Unlike VO₂ max or tempo workouts, speed sessions should focus on high quality efforts with low fatigue.

You should begin each repetition feeling relatively fresh so you can maintain good form.

Speed Training Guidelines

RPE: 9–9.5/10
Working sets: 30 sec – 2 minutes
Recovery: 1–4 minutes
Work-to-rest ratio: 1:2–3

Goal: accumulate 6–15 minutes at mile pace.

Example workouts:

  • 15 min easy + 8 × (200m fast / 200m jog) + 15 min easy

  • 20 min easy + 6 × (45 sec fast / 2 min jog) + 20 min easy

  • 20 min easy + 4 × (400m fast / 400m jog) + 4 × (200m fast / 200m jog) + 15 min easy

Most runners only need small doses of speed work each week to see benefits.

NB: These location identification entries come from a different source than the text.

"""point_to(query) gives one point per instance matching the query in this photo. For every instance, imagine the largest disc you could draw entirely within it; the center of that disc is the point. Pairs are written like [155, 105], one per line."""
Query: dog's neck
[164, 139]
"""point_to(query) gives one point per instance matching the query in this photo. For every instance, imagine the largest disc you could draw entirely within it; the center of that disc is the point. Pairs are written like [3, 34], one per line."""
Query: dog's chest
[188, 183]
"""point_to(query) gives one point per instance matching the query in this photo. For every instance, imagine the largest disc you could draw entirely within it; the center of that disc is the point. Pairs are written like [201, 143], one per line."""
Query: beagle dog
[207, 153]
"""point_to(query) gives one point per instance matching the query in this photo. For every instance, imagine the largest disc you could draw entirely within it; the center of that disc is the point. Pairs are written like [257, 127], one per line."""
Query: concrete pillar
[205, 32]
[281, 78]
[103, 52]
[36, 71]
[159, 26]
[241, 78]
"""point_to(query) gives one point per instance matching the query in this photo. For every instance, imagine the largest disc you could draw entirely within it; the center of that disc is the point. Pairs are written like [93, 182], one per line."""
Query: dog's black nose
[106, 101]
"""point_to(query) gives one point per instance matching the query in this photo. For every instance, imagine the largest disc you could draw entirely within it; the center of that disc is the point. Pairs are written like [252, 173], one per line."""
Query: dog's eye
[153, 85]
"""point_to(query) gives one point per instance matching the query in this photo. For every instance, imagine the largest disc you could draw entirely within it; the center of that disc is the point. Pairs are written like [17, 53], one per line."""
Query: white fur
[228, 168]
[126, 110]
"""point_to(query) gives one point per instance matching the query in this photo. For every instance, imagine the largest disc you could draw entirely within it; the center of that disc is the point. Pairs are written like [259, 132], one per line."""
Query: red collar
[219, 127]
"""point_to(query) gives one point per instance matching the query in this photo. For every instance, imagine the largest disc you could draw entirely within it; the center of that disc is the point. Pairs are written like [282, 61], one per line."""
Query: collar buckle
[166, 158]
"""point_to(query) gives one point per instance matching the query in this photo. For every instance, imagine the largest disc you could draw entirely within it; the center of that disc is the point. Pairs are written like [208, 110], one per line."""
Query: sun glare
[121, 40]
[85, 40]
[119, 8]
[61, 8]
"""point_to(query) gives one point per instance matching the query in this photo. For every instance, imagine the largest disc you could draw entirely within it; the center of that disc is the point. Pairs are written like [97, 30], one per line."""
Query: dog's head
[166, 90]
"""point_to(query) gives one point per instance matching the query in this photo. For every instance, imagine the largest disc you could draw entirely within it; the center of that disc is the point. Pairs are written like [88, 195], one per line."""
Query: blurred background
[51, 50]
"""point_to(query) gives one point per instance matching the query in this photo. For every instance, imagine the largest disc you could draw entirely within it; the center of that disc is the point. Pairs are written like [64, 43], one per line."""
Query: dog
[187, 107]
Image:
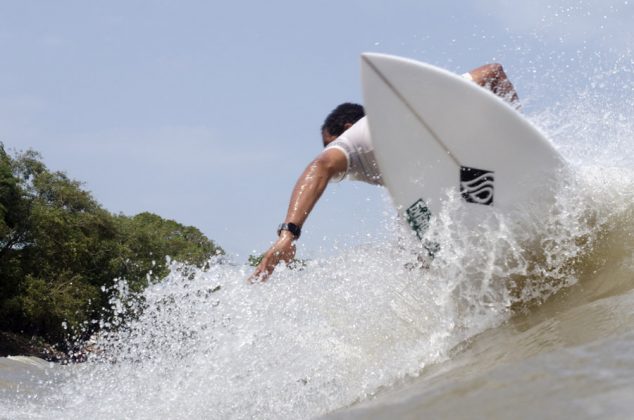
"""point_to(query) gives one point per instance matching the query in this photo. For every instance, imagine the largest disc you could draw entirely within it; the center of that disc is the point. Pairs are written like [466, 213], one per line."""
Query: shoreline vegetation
[61, 254]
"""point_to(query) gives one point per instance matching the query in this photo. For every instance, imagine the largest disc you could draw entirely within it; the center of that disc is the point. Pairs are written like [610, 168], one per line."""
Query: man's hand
[282, 250]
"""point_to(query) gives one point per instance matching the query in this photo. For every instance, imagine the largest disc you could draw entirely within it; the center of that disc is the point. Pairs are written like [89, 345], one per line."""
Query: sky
[206, 112]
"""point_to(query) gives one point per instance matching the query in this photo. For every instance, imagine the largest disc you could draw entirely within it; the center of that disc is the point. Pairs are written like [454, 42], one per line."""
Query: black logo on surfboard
[477, 185]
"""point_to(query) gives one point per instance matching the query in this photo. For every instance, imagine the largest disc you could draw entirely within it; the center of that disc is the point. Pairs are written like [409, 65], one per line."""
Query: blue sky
[206, 112]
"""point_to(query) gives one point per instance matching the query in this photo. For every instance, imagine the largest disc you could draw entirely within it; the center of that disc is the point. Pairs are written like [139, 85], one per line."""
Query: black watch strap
[295, 230]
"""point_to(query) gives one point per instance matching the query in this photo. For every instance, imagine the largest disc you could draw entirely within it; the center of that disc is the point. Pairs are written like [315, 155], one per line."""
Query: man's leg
[492, 77]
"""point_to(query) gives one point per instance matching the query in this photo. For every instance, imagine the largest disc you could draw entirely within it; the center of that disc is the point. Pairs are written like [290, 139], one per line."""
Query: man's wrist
[291, 228]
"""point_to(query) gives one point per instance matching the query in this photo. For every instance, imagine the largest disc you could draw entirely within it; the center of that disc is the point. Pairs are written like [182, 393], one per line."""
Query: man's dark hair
[346, 113]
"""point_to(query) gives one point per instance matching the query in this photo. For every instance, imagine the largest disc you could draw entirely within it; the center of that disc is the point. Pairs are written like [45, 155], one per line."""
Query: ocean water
[529, 317]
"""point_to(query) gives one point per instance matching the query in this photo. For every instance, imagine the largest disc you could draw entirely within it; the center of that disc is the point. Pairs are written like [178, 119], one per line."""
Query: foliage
[60, 251]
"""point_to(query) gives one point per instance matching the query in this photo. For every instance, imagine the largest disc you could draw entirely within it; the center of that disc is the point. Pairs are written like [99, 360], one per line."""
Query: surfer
[348, 152]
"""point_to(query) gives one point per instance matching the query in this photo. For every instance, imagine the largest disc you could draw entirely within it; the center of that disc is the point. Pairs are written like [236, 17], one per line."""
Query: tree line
[61, 251]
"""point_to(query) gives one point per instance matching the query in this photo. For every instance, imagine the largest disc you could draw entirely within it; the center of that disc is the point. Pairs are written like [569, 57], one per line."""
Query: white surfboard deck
[435, 132]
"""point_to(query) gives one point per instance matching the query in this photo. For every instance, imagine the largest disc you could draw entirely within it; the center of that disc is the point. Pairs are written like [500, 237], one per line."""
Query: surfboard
[436, 133]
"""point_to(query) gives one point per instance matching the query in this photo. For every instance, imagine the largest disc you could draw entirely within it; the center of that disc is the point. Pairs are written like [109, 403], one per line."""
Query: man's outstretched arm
[308, 188]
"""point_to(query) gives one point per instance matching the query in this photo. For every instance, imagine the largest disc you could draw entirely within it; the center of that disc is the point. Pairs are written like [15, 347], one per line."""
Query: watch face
[291, 227]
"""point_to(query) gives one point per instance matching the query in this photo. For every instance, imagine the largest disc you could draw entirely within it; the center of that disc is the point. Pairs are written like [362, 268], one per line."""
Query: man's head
[339, 120]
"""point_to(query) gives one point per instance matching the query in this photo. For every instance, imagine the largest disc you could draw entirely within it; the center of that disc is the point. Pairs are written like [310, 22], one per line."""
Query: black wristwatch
[295, 230]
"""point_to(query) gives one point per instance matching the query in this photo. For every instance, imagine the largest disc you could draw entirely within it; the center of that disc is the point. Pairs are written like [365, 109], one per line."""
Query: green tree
[60, 251]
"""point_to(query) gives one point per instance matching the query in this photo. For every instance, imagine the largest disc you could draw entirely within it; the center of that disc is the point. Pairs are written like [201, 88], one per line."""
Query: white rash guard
[356, 144]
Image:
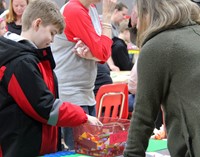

Because these efforts are short and controlled, they improve speed without interfering with the aerobic training that forms the foundation of distance running.

Putting It All Together

Both the aerobic and anaerobic energy systems contribute to running performance.

Even though the 5K and 10K are faster races, they are still primarily aerobic events.

That means developing the aerobic system should remain the top priority.

Start with:

  • Consistent easy mileage

  • VO₂ max workouts

  • Lactate threshold training

  • Short speed sessions

When these pieces come together—a strong aerobic base, a higher lactate threshold, and efficient running mechanics—you create the foundation needed to run faster.

When Pain Is Holding Your Running Back

If you’re trying to train for a faster 5K or 10K but keep running into injuries, it may be worth working with a physical therapist who specializes in runners.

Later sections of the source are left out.